Global outdoor lifestyle brand Timberland is forging a partnership with regenerative design consultancy Terra Genesis International (TGI) to build what it claims is the world’s first regenerative rubber supply system for footwear, with plans to pilot a collection in 2023.
The brand, along with parent company VF Corporation and sister brands Vans and The North Face, is partnering with TGI in Thailand to build the supply system, which it says will eventually be open to brands across and outside the industry, aiming to significantly scale regenerative sourcing of rubber.
“At Timberland, we strive for a greener and more equitable future, and investing in regenerative agriculture is one of the most powerful levers we have to achieve this vision,” says Zack Angelini, senior manager of environmental stewardship for Timberland.
Rubber is typically grown in a monoculture; it uses a single type of tree, degrades biodiversity, and often uses chemicals or may involve exploitative labour practices, Timberland explains, adding monoculture rubber plantations are also a significant contributor to rainforest deforestation across Southeast Asia.
Based on local indigenous knowledge, regenerative rubber farming incorporates multiple tree species to mimic a natural forest ecosystem.

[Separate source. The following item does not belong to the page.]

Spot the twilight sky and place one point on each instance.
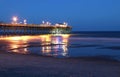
(82, 15)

This revitalises biodiversity and enhances ecosystem services such as soil health, water cycling, carbon sequestration, and the creation of favourable microclimates. This approach also provides a diversity of yields that farmers can rely on for multiple streams of income, leading to increased resiliency and long-lasting positive impacts for the community.
By supporting “train the trainer” programmes, Timberland and VF will help to scale local indigenous knowledge and transition more plantations to regenerative systems.
The TGI collaboration comes as part of Timberland’s efforts to achieve its vision for a greener future, under which the brand has set a goal for 100% of its natural materials to be sourced from regenerative agriculture by 2030.
“Our planet has a problem – there is too much carbon in the air and not enough in the ground,” it explains. “Regenerative practices mimic nature, enabling the land to pull more carbon out of the atmosphere and efficiently store it in the ground, where it can rebuild the structure of the soil, leading to healthy, hydrated, fertile ground – and ultimately, net positive impacts for the land and the farmers.”
Luke Smith, CEO of TGI, adds: “We are grateful that, through our partnership with Timberland and VF Corporation, we can move this vital regenerative process forward. While the transformation from rubber monocultures to regenerative farming on one farm is impressive, as the shift spreads wider, it is likely to have significant social, ecological and economic impacts in Thailand.”
Timberland plans to pilot its first regenerative rubber footwear in 2023.
Meanwhile, the brand is also expanding upon its growing regenerative leather footwear offerings for spring, with the new Greenstride Solar Wave EK+ Collection. In addition to regenerative leather in the uppers, GreenStride comfort soles are made of 75% renewable materials (a combination of sugar cane and natural rubber from trees). They are Earthkeepers Edition styles, marked with an EK+ to reflect Timberland’s pinnacle eco-innovations.
Later this summer, the Timberland PRO line will introduce its first regenerative leather boot, the Gridworks EK+.
As Timberland rapidly expands its regenerative leather supply chain, the brand hopes to use its global scale and sourcing arm to incentivise the transition of more farmers to regenerative agriculture across the world.
It is also launching a multidisciplinary campaign across an ecosystem of social media platforms such as Instagram, TikTok and Clubhouse, to inspire and educate consumers about the power of regenerative agriculture to heal the planet.
“As a consumer-led brand with a vision to build an equitable and green future, Timberland is perfectly placed to translate the concept and benefits of regenerative agriculture to the next generation,” says Drieke Leenknegt, global vice president of marketing for Timberland.
“Transmedia storytelling allows us to translate the ins and outs of regenerative practices in unique and different ways.”
Last week, sister brand Vans pledged a series of new global sustainability commitments that will see it move towards creating circular products and systems that use regenerative and recycled materials, designed to reduce waste and keep products in use and out of landfills.